Wenn neue Medien auf das altehrwürdige Vergaberecht treffen, sind Konflikte vorprogrammiert. In einem von der Vergabekammer Mecklenburg-Vorpommern entschiedenen Fall ging es um die Zulässigkeit einer Rüge per WhatsApp.
I. Der Sachverhalt
Der Auftraggeber schrieb Leistungen gem. VOB/A europaweit aus. Für die doch sehr komplexen Kanalbauarbeiten war der Nachweis des RAL Gütezeichen AK 2 zwingend gefordert worden.

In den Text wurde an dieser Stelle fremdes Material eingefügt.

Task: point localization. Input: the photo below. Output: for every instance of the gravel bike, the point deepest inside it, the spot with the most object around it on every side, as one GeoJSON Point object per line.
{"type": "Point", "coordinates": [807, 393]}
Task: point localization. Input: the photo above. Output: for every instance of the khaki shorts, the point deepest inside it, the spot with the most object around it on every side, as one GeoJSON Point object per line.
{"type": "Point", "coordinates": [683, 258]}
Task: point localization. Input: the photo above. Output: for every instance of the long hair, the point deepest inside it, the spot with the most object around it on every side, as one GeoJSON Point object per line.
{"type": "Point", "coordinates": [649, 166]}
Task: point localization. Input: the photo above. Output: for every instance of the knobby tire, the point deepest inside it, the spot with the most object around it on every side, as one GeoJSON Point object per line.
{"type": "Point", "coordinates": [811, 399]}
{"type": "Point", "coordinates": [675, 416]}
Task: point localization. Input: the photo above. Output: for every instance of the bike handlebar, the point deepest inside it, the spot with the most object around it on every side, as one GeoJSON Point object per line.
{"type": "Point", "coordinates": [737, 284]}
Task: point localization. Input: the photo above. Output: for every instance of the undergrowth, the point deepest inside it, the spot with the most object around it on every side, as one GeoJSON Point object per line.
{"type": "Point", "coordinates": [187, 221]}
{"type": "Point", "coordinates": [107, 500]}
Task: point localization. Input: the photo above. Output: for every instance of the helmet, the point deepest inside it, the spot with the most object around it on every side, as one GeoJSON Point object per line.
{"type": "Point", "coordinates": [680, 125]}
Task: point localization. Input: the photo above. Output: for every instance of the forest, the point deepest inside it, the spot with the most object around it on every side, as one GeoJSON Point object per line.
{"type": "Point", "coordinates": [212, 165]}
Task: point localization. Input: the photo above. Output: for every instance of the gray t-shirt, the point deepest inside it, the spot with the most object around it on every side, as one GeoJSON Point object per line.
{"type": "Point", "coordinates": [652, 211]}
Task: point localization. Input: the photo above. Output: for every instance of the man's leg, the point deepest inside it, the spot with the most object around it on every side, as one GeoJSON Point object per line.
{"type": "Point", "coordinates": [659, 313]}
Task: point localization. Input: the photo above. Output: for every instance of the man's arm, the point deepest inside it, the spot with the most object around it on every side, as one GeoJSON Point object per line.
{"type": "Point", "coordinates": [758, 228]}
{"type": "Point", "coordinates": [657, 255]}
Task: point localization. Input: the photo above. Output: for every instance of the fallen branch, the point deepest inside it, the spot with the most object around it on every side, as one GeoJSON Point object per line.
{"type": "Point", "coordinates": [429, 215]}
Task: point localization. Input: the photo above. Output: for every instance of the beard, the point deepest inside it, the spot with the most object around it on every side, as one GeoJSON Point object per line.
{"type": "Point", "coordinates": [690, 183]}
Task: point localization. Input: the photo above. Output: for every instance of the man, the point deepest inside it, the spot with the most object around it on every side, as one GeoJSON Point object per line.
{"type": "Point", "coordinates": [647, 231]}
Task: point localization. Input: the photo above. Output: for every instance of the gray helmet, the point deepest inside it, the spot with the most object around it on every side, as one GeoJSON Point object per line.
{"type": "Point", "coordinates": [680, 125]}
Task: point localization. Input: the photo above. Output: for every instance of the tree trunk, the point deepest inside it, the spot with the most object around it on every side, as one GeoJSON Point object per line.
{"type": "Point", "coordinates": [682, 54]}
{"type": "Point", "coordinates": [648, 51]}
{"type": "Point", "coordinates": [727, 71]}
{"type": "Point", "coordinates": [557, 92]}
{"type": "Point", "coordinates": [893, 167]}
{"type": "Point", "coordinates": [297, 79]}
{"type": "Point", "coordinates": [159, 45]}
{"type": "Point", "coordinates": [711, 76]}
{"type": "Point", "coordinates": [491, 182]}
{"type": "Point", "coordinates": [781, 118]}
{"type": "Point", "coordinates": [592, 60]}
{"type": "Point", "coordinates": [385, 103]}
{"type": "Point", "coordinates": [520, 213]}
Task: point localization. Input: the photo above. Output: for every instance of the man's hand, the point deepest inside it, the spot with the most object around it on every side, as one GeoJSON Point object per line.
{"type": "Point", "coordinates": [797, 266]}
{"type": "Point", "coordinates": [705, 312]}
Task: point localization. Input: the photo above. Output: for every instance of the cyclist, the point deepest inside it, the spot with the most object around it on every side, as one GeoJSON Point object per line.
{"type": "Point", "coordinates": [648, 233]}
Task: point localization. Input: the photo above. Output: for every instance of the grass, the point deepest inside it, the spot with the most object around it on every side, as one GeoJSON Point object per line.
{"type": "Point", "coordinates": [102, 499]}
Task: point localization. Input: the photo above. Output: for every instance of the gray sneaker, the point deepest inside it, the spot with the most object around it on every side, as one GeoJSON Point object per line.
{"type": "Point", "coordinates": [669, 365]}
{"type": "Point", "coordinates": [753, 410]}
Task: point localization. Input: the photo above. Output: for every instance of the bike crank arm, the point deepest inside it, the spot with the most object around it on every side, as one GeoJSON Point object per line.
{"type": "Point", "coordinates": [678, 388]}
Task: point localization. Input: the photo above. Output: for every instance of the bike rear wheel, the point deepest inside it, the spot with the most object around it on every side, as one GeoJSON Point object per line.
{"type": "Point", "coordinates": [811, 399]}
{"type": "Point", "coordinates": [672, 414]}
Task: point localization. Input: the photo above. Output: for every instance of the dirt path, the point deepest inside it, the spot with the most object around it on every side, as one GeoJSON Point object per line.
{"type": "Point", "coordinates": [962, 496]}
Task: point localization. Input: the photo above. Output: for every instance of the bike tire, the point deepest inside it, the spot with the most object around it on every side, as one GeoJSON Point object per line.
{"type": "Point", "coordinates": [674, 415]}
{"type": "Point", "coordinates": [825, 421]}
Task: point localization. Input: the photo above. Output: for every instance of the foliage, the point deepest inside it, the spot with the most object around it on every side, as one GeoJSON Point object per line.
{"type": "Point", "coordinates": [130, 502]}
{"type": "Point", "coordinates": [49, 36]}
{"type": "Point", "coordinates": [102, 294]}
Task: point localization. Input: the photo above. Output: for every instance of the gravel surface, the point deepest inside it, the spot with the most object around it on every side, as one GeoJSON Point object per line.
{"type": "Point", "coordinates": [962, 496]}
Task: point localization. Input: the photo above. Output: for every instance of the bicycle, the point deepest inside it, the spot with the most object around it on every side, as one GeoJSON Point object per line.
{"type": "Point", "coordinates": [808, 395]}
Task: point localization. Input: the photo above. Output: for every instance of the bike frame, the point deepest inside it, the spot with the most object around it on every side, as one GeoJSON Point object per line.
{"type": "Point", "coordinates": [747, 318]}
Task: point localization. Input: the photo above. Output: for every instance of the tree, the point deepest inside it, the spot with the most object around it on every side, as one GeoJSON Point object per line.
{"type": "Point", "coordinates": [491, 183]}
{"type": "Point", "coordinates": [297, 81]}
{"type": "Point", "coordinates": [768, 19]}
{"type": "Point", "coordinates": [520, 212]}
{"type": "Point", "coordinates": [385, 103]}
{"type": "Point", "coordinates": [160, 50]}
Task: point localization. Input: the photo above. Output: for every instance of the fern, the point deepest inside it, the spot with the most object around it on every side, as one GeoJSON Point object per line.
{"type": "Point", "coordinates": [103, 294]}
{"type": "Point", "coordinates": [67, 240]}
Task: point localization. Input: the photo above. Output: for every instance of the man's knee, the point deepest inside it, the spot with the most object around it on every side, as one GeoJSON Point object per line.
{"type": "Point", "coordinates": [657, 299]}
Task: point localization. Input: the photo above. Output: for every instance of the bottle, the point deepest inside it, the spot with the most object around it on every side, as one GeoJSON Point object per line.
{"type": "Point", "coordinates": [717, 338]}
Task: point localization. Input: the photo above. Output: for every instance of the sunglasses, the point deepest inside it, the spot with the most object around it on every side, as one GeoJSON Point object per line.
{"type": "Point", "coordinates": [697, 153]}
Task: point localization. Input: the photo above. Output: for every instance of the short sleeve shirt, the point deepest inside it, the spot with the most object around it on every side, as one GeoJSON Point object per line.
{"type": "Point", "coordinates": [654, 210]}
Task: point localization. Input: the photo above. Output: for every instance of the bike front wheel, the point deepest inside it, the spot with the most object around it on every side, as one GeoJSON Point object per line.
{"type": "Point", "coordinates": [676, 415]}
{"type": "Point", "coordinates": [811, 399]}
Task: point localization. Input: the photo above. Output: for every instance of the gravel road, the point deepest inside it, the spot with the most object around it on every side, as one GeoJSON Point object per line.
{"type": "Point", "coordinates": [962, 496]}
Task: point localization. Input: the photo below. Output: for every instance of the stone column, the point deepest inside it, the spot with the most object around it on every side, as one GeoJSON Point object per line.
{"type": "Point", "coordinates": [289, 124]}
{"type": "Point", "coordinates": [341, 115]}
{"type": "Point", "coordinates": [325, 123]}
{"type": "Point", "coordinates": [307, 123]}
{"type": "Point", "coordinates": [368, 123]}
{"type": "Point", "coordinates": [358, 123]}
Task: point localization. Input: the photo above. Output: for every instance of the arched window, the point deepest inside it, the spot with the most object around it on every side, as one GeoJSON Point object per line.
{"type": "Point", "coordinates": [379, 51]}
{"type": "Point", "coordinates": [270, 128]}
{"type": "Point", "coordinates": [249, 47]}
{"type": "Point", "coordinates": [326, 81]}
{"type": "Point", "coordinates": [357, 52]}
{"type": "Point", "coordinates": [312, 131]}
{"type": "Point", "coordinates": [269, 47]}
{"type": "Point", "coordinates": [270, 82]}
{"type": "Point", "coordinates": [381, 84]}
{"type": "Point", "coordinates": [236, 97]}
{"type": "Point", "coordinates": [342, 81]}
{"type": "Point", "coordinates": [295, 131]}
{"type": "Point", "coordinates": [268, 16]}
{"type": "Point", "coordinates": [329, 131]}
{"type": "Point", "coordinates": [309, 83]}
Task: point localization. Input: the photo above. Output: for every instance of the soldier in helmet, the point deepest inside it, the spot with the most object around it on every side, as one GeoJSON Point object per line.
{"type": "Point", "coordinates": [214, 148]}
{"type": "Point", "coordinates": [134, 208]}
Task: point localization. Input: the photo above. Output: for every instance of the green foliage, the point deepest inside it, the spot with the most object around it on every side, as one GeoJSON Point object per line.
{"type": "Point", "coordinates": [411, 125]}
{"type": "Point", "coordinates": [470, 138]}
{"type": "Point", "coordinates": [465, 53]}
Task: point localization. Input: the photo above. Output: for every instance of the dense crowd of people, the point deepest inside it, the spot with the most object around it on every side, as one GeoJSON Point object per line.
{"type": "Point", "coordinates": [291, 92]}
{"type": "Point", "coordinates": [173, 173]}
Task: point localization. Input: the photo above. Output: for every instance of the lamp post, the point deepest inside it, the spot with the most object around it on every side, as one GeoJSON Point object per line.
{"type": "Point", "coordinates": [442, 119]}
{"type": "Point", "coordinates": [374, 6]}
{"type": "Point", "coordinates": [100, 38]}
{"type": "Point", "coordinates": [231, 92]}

Die spätere Antragstellerin gab ein Angebot mit dem geforderten Nachweis ab. Aus den Submissionsergebnissen ging hervor, dass das Angebot der späteren Antragstellerin preislich hinter dem eines Konkurrenten lag. Daraufhin schrieb der Geschäftsführer der späteren Antragstellerin den Projektleiter des Auftraggebers am 8. Februar 2022 über den Nachrichtendienst „WhatsApp“ folgende Nachricht:
„Hallo, das Ergebnis kennst Du ja bestimmt schon. Vllt. könnt ihr mal gucken, ob die geforderte AK 2 wirklich vorliegt.“
Einige Tage später unterrichtete der Auftraggeber die spätere Antragstellerin gemäß § 134 GWB darüber, dass die Zuschlagserteilung an den preislich günstigeren Konkurrenten beabsichtigt sei. Hiergegen wandte sich die Antragstellerin mit einem Nachprüfungsantrag.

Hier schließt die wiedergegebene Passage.